To make the changes for the future, we have to start now. For the SLU community, we can start on campus and in St. Louis. If you are a student and you ever have an extra slot in your schedule, consider signing up for an African American Studies course. The AAM Studies department at SLU is filled with passionate faculty who not only teach but give their students something they can hold onto for the rest of their lives. Each course focuses on a different topic related to the African American experience and is a great learning opportunity for everyone. For off-campus opportunities, organizations such as Organization for Black Struggle, St.

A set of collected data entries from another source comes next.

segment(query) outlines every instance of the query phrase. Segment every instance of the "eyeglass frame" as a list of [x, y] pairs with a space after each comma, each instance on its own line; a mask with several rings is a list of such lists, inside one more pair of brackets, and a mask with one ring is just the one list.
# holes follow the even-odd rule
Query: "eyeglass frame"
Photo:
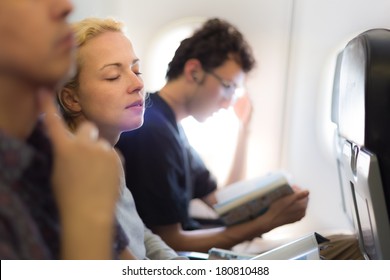
[[222, 85], [222, 87], [224, 88], [223, 97], [225, 99], [227, 99], [227, 100], [234, 99], [234, 94], [236, 93], [236, 89], [238, 88], [238, 86], [235, 82], [227, 81], [213, 71], [206, 71], [206, 73], [213, 76]]

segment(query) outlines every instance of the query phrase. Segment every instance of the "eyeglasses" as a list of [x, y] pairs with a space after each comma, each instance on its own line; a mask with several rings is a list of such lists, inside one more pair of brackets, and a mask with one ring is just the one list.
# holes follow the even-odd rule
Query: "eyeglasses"
[[234, 94], [235, 94], [236, 89], [237, 89], [237, 85], [235, 82], [227, 81], [212, 71], [207, 71], [206, 73], [210, 74], [211, 76], [216, 78], [221, 83], [221, 85], [224, 89], [223, 97], [225, 99], [227, 99], [227, 100], [233, 99]]

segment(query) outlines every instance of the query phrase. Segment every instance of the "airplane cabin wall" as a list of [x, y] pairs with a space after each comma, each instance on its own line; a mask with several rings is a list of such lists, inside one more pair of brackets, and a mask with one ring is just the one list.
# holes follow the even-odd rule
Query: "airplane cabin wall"
[[387, 0], [296, 0], [287, 84], [282, 166], [311, 191], [307, 217], [288, 231], [348, 229], [342, 210], [330, 119], [336, 55], [371, 28], [390, 28]]
[[296, 184], [311, 192], [307, 216], [268, 236], [349, 229], [341, 208], [331, 146], [332, 67], [337, 51], [349, 39], [369, 28], [390, 27], [390, 17], [384, 12], [390, 10], [390, 1], [73, 2], [76, 10], [72, 20], [114, 16], [125, 22], [142, 61], [147, 90], [158, 89], [149, 87], [153, 84], [151, 48], [155, 38], [172, 23], [194, 17], [222, 17], [235, 24], [252, 45], [258, 61], [247, 83], [254, 106], [247, 177], [283, 168], [293, 175]]

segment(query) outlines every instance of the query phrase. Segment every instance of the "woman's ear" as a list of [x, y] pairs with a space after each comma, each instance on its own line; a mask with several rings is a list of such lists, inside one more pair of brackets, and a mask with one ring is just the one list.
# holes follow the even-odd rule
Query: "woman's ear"
[[63, 88], [58, 95], [58, 99], [65, 110], [72, 113], [79, 113], [81, 111], [81, 106], [75, 90]]

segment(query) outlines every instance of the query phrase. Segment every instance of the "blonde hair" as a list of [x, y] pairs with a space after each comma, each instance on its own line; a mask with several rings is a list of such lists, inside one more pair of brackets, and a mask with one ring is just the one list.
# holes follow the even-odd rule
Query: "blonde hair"
[[72, 29], [75, 36], [76, 43], [76, 73], [69, 79], [63, 86], [63, 88], [57, 94], [57, 101], [60, 106], [61, 114], [71, 130], [74, 130], [73, 120], [78, 116], [79, 112], [74, 112], [66, 107], [65, 103], [61, 98], [61, 92], [64, 89], [77, 90], [79, 87], [79, 74], [82, 67], [82, 57], [79, 49], [83, 45], [87, 44], [91, 39], [109, 31], [121, 32], [123, 31], [124, 25], [122, 22], [116, 21], [113, 18], [86, 18], [79, 22], [72, 24]]

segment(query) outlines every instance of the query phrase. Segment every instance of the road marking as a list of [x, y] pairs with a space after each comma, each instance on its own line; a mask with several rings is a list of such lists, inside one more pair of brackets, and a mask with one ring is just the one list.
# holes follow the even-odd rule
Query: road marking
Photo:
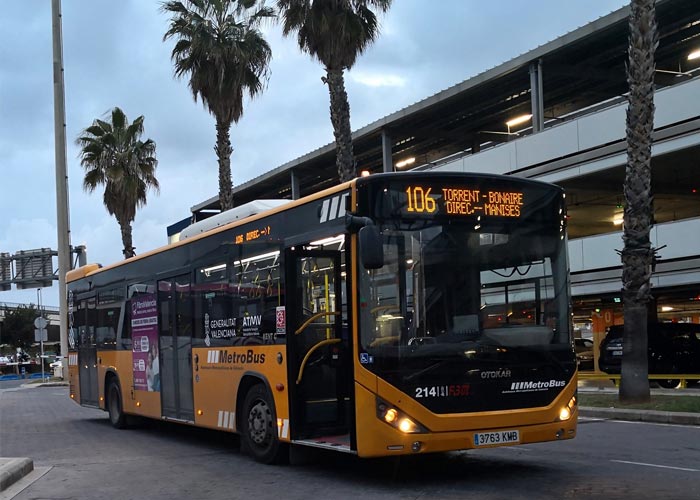
[[643, 465], [645, 467], [658, 467], [659, 469], [673, 469], [673, 470], [683, 470], [686, 472], [700, 472], [700, 469], [688, 469], [685, 467], [671, 467], [670, 465], [645, 464], [643, 462], [628, 462], [626, 460], [610, 460], [610, 461], [617, 462], [618, 464]]
[[607, 422], [615, 423], [615, 424], [636, 424], [636, 425], [658, 425], [661, 427], [682, 427], [683, 429], [697, 429], [700, 430], [700, 427], [697, 425], [684, 425], [684, 424], [664, 424], [661, 422], [638, 422], [635, 420], [608, 420], [604, 419]]

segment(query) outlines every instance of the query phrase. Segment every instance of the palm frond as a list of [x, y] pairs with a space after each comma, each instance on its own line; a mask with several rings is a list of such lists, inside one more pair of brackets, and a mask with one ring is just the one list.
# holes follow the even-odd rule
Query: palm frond
[[130, 224], [137, 208], [146, 204], [148, 189], [158, 192], [160, 188], [155, 177], [156, 143], [140, 139], [143, 116], [129, 123], [120, 108], [114, 108], [109, 116], [111, 123], [96, 119], [76, 139], [80, 164], [85, 169], [83, 189], [92, 193], [104, 186], [102, 200], [107, 212], [120, 225]]

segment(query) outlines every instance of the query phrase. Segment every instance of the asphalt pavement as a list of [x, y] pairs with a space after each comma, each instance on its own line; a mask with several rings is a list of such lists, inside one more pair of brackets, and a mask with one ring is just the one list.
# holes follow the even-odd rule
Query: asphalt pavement
[[[13, 383], [10, 387], [38, 388], [46, 386], [68, 385], [67, 382], [48, 382], [39, 384]], [[9, 386], [9, 385], [8, 385]], [[12, 389], [10, 389], [12, 390]], [[579, 381], [579, 392], [588, 393], [613, 393], [617, 394], [617, 387], [610, 381]], [[670, 396], [698, 396], [700, 390], [678, 390], [678, 389], [651, 389], [652, 394]], [[700, 413], [687, 412], [665, 412], [653, 410], [628, 410], [619, 408], [592, 408], [579, 407], [579, 415], [588, 418], [600, 418], [604, 420], [629, 420], [639, 422], [655, 422], [676, 425], [700, 426]], [[34, 462], [26, 457], [0, 457], [0, 500], [5, 496], [3, 491], [7, 491], [17, 481], [30, 474], [34, 470]], [[11, 497], [10, 497], [11, 498]]]

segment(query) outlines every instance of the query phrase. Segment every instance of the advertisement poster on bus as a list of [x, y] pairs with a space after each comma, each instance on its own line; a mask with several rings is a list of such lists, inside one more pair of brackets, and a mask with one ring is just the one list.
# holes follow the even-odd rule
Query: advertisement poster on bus
[[137, 391], [160, 391], [156, 304], [156, 296], [152, 293], [131, 299], [134, 388]]

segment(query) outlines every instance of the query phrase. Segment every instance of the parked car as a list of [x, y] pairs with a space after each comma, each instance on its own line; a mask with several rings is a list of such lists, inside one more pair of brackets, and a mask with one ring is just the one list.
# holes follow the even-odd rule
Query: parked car
[[[620, 373], [624, 326], [608, 329], [600, 344], [598, 367]], [[647, 327], [649, 373], [700, 374], [700, 324], [650, 323]], [[676, 387], [679, 379], [657, 381], [661, 387]]]
[[579, 370], [593, 370], [593, 341], [591, 339], [574, 339], [576, 360]]

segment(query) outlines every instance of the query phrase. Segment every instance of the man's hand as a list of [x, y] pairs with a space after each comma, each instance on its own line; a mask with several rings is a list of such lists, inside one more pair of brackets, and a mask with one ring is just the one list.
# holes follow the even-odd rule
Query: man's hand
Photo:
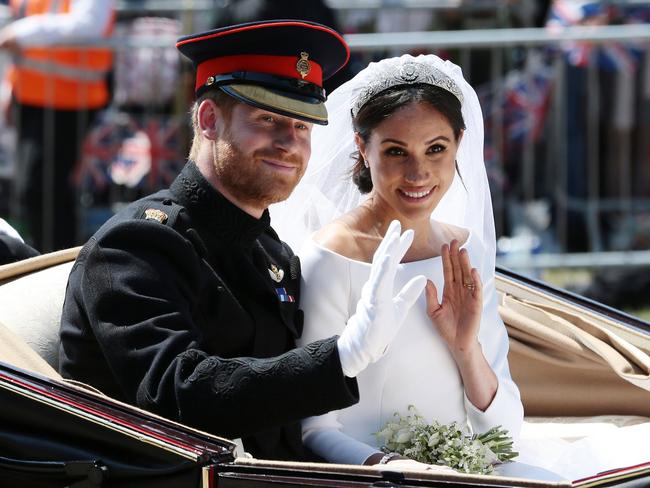
[[400, 232], [400, 223], [391, 222], [373, 256], [356, 312], [339, 337], [341, 366], [348, 377], [383, 356], [426, 284], [424, 276], [416, 276], [393, 295], [397, 265], [413, 242], [412, 230]]

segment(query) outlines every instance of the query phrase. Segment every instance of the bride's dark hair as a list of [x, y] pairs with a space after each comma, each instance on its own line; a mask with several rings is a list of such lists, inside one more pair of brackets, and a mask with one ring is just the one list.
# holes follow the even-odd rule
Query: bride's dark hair
[[[367, 144], [375, 127], [397, 109], [411, 102], [428, 103], [438, 110], [449, 121], [454, 137], [458, 141], [461, 131], [465, 129], [460, 100], [444, 88], [424, 83], [398, 85], [378, 93], [361, 107], [357, 116], [352, 119], [352, 127]], [[370, 168], [366, 167], [359, 151], [354, 152], [352, 158], [355, 160], [352, 181], [361, 193], [369, 193], [372, 190]]]

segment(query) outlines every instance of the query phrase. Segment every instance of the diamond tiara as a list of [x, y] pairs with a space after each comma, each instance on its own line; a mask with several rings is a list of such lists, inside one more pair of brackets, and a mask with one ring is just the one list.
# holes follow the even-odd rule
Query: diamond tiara
[[454, 80], [443, 73], [438, 68], [414, 61], [408, 61], [402, 64], [398, 69], [386, 73], [387, 76], [380, 77], [370, 82], [359, 96], [352, 103], [352, 116], [356, 117], [363, 107], [372, 97], [378, 93], [398, 85], [415, 85], [419, 83], [438, 86], [450, 92], [461, 103], [463, 103], [463, 93]]

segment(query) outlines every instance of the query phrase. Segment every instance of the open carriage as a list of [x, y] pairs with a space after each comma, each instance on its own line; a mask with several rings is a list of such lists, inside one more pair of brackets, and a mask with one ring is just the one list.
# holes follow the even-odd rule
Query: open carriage
[[[77, 252], [0, 267], [0, 486], [650, 486], [650, 435], [634, 459], [566, 482], [238, 457], [230, 440], [58, 376]], [[615, 442], [629, 426], [650, 432], [650, 324], [505, 270], [497, 289], [526, 412], [522, 437], [567, 443], [600, 433]]]

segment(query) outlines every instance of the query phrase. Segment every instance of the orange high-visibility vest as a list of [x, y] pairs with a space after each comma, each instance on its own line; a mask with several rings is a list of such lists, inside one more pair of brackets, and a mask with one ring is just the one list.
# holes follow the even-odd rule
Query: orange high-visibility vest
[[[70, 0], [11, 0], [16, 18], [67, 13]], [[103, 33], [113, 31], [114, 16]], [[21, 104], [60, 110], [99, 108], [108, 103], [106, 74], [113, 55], [106, 48], [38, 47], [22, 50], [9, 70], [13, 96]]]

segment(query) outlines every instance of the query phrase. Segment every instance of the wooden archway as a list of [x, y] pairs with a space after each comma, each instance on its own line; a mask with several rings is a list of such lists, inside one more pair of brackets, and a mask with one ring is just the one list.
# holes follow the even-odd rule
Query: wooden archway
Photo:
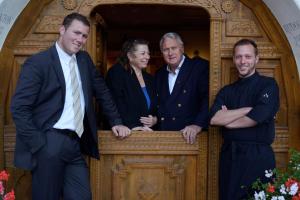
[[[275, 77], [280, 87], [281, 105], [276, 118], [276, 141], [273, 145], [278, 166], [285, 166], [288, 148], [300, 149], [297, 142], [300, 141], [300, 88], [295, 59], [283, 31], [261, 0], [47, 0], [43, 3], [31, 0], [14, 24], [0, 53], [0, 134], [4, 136], [4, 140], [0, 142], [0, 159], [2, 167], [10, 169], [20, 184], [28, 185], [22, 181], [24, 179], [18, 179], [24, 173], [12, 168], [15, 132], [9, 112], [9, 102], [20, 65], [25, 58], [46, 49], [56, 40], [63, 16], [73, 11], [91, 18], [93, 26], [86, 49], [95, 59], [96, 25], [99, 21], [90, 14], [96, 6], [103, 4], [155, 4], [204, 8], [210, 15], [210, 102], [223, 85], [236, 77], [231, 62], [234, 42], [242, 37], [256, 40], [261, 58], [258, 70]], [[219, 130], [210, 128], [202, 139], [206, 141], [205, 146], [208, 148], [205, 151], [208, 175], [204, 197], [217, 199], [218, 154], [221, 144]], [[27, 177], [26, 173], [25, 175]], [[22, 196], [29, 196], [29, 188], [23, 187], [17, 192]]]

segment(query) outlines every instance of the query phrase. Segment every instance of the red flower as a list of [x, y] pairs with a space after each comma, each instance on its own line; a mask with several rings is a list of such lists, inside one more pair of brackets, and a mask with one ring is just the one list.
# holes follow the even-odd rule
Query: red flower
[[292, 197], [292, 200], [300, 200], [300, 197], [299, 197], [299, 195], [297, 195], [297, 196], [293, 196], [293, 197]]
[[269, 185], [267, 187], [267, 192], [274, 193], [275, 192], [275, 186], [269, 183]]
[[0, 172], [0, 181], [8, 181], [9, 174], [3, 170]]
[[14, 190], [11, 190], [9, 193], [7, 193], [4, 196], [3, 200], [15, 200], [15, 192], [14, 192]]
[[[5, 194], [4, 181], [8, 181], [9, 174], [3, 170], [0, 172], [0, 199], [15, 200], [15, 192], [12, 189], [9, 193]], [[3, 196], [4, 195], [4, 196]]]
[[291, 185], [293, 185], [294, 183], [296, 183], [297, 181], [295, 181], [293, 178], [289, 178], [286, 182], [285, 182], [285, 186], [287, 188], [291, 187]]
[[[294, 183], [296, 183], [297, 186], [298, 186], [298, 188], [300, 188], [300, 183], [299, 183], [296, 179], [294, 179], [294, 178], [289, 178], [289, 179], [285, 182], [285, 186], [286, 186], [287, 188], [290, 188]], [[299, 196], [299, 197], [300, 197], [300, 196]]]

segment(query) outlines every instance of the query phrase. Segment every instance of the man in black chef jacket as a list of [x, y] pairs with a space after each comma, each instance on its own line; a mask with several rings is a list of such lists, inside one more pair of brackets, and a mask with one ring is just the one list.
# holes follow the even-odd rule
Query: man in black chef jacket
[[[279, 90], [273, 78], [256, 71], [257, 45], [249, 39], [233, 48], [233, 63], [239, 79], [223, 87], [211, 108], [211, 125], [221, 126], [224, 143], [220, 154], [220, 200], [247, 197], [251, 184], [265, 179], [265, 170], [275, 168], [271, 144], [274, 117], [279, 108]], [[242, 187], [243, 186], [243, 187]]]

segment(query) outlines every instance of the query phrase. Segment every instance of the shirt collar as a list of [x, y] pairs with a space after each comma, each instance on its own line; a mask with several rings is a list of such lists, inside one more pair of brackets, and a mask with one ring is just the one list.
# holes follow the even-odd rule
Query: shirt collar
[[[182, 66], [182, 64], [183, 64], [183, 62], [184, 62], [184, 60], [185, 60], [185, 56], [182, 55], [181, 61], [180, 61], [179, 65], [177, 66], [176, 70], [175, 70], [175, 74], [177, 74], [177, 73], [179, 72], [179, 70], [180, 70], [180, 68], [181, 68], [181, 66]], [[170, 66], [169, 66], [169, 65], [167, 65], [167, 71], [168, 71], [169, 73], [174, 74], [174, 72], [170, 69]]]
[[58, 43], [56, 42], [55, 43], [55, 47], [56, 47], [56, 50], [57, 50], [57, 53], [58, 53], [58, 56], [59, 56], [59, 59], [61, 62], [64, 62], [66, 64], [69, 64], [70, 61], [71, 61], [71, 58], [72, 57], [75, 57], [75, 60], [76, 60], [76, 55], [73, 54], [73, 55], [69, 55], [67, 54], [59, 45]]
[[257, 77], [259, 76], [258, 72], [255, 70], [254, 74], [252, 74], [251, 76], [249, 77], [246, 77], [246, 78], [240, 78], [238, 79], [238, 82], [239, 83], [247, 83], [249, 81], [252, 81], [252, 80], [255, 80]]

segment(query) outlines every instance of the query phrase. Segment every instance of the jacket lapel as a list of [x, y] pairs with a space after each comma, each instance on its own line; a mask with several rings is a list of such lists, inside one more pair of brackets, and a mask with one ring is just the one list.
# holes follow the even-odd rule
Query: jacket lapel
[[[129, 78], [130, 78], [130, 81], [132, 84], [132, 90], [134, 90], [135, 92], [135, 95], [137, 95], [137, 99], [141, 99], [142, 102], [137, 102], [140, 107], [143, 107], [144, 110], [148, 110], [148, 107], [147, 107], [147, 100], [145, 98], [145, 95], [143, 93], [143, 90], [141, 88], [141, 85], [139, 83], [139, 80], [136, 76], [136, 74], [134, 73], [134, 71], [132, 72], [128, 72], [128, 75], [129, 75]], [[146, 88], [147, 88], [147, 80], [145, 79], [145, 75], [144, 75], [144, 72], [142, 72], [142, 76], [144, 78], [144, 81], [145, 81], [145, 85], [146, 85]], [[139, 96], [139, 97], [138, 97]]]
[[63, 98], [64, 98], [63, 102], [64, 102], [66, 96], [66, 82], [65, 82], [64, 73], [62, 71], [62, 66], [60, 64], [60, 60], [55, 45], [53, 45], [50, 48], [50, 54], [51, 54], [52, 66], [54, 68], [54, 71], [57, 75], [58, 81], [63, 91]]
[[179, 71], [179, 74], [177, 76], [173, 91], [171, 93], [171, 96], [175, 97], [182, 91], [182, 88], [184, 87], [185, 83], [188, 81], [188, 77], [190, 77], [190, 73], [192, 72], [192, 66], [190, 64], [190, 59], [188, 57], [185, 57], [185, 60], [181, 66], [181, 69]]
[[[145, 72], [143, 72], [144, 74]], [[154, 88], [153, 88], [153, 79], [151, 79], [149, 76], [147, 75], [143, 75], [143, 78], [144, 78], [144, 81], [145, 81], [145, 85], [146, 85], [146, 88], [147, 88], [147, 92], [149, 94], [149, 97], [150, 97], [150, 100], [153, 99], [153, 91], [154, 91]]]
[[169, 72], [167, 71], [167, 66], [164, 67], [162, 75], [162, 83], [158, 83], [161, 87], [161, 97], [160, 99], [167, 100], [170, 97], [170, 90], [169, 90]]

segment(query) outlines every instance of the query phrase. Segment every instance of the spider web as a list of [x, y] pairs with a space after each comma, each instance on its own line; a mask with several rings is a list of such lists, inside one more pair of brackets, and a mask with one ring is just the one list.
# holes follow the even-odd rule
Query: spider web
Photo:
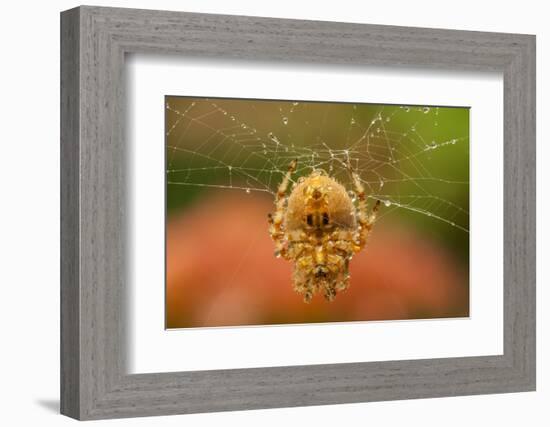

Louis’s Anti-Racism Organizing Collective, HandsUp United and many more are all pushing forward the agenda to be actively anti-racist.

No matter how many resources are handed out, no matter how much advertisement is put towards Black History Month and no matter how many times a professor gives a statement of inclusion on campus while going over the syllabus, the job to educate yourself is exactly that: your job. It is a responsibility to everyone, as an active member of society and our community to take the time to continuously learn, grown and be anti-racist.